Details from the suit filed against NCSoft: “In… November 2008, Chris Chung, President of NCSoft’s North American operations, informed Mr. Garriott that NCSoft has decided to “part company.” Although Mr. Garriott objected to his dismissal, Mr. Chung insisted that the decision was final – Mr. Garriott had to go.
As Mr. Garriott prepared to leave NCSoft, however, Mr. Garriott learned that NCsoft had internally re-characterized his termination by Mr. Chung as a “voluntary” resignation… This mischaracterization had profound and detrimental effects on Mr. Garriott’s stock options: if NCsoft terminated Mr.
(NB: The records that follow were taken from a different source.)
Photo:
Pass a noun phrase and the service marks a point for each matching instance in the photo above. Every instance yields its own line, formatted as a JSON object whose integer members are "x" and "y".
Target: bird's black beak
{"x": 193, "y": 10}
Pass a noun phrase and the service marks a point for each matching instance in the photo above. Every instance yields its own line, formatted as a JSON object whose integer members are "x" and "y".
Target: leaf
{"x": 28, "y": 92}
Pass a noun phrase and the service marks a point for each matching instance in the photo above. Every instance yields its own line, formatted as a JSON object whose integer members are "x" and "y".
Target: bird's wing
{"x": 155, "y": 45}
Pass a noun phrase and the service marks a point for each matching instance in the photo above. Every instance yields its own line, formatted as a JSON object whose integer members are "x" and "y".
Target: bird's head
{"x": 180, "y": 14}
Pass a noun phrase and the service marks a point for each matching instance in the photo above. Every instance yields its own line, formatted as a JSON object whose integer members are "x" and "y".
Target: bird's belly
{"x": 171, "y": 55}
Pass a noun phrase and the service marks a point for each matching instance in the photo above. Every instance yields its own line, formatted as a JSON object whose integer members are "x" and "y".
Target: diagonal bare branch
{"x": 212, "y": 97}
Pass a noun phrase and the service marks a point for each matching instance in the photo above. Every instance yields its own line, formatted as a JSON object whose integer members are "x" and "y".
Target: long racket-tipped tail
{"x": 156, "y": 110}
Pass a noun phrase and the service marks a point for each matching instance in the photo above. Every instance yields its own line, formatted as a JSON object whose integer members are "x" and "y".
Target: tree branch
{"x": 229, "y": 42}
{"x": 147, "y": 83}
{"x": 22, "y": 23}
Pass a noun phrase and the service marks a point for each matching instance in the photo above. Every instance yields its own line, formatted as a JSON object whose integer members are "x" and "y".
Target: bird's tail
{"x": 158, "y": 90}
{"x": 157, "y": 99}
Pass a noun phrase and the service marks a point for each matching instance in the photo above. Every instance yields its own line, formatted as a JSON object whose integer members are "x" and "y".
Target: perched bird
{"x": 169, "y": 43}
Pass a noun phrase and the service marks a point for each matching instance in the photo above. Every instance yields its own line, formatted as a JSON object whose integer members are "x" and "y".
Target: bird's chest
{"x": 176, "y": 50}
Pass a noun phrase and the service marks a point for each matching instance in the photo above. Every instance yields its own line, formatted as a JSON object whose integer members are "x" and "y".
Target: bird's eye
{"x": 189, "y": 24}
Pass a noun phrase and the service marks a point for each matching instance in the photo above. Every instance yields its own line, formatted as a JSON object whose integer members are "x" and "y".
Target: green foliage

Garriott’s employment (which it did) then the options – worth tens of millions of dollars – would remain in effect until 2011; but if Mr. Garriott resigned voluntarily (which he did not), then NCsoft might have terminated those options… within ninety days of his departure…
NCsoft forced Mr. Garriott into a Hobson’s choice of exercising his options… and forced him to sell into one of the worst equity markets in modern history…”
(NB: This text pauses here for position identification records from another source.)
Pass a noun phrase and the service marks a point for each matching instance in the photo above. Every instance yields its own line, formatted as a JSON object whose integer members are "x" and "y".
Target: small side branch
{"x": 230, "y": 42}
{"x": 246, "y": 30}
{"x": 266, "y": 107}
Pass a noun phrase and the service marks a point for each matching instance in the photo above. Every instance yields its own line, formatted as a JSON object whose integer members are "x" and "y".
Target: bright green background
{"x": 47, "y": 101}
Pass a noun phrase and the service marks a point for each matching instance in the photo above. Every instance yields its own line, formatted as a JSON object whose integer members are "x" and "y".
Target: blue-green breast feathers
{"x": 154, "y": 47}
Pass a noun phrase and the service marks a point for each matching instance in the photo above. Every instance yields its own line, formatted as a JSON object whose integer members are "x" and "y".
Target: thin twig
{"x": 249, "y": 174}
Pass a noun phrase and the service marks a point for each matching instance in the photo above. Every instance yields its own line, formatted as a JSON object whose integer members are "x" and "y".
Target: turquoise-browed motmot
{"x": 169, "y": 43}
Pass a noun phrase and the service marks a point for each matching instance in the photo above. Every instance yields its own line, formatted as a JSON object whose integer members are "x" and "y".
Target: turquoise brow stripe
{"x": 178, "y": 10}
Garriott is suing NCSoft for $27 million in damages associated with the losses from his stock options and subsequential taxes associated with the alleged forced cash out of those options. We’re not sure what side is telling the truth here, however, the fact that when Garriott was let go it was presented to the community as voluntary, and as far as we can tell Garriott made no public objection to that then, seems slightly odd. Who do you think is telling the truth this time, the little guy or the corporation?